Sunday, 10 November 2013

Truth is an unwelcome guest

When a child guilelessly tells the truth it is often the cause of amusement in adults. Candid and unalloyed truth-telling is seen as quaint. The lack of calculation is appealing precisely because it runs so counter to the practices of the adult world. When an adult tells the truth the opposite is often true. An adult truth-teller is unwelcome to the extent that attempts may be made to neutralise him. These may take many forms. The truth-teller may be collectively styled as mad. If that doesn’t work he may be styled as dangerous. His very presence, before a mere word is uttered by him may be seen as dangerous and threatening. Protectors turn their backs to him and usher the vulnerable to places of safety lest his presence infect their hearing with his toxic pronouncements. It may even go further than this…… The ranks of orthodoxy may close, confronted with attempts to challenge that orthodoxy, and the truth-teller may be excluded from the community and decreed beyond the pale.

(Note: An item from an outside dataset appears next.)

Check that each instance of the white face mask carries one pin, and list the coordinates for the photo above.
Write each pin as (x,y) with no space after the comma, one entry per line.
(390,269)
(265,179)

The truth changes people and change is often an unwelcome guest. Prince Hamlet realised this. In the new orthodoxy of the court of his murderous uncle and his treacherous mother, he knew that his attempts to cry foul would be branded as heretical or mad. As a result he beat them to it, and took on the role of the madman to disguise his intent. Reassured that he was obviously mad and could, therefore, be discounted, the malefactors dropped their guard, enabling him to bring his plan of retributive justice to fruition.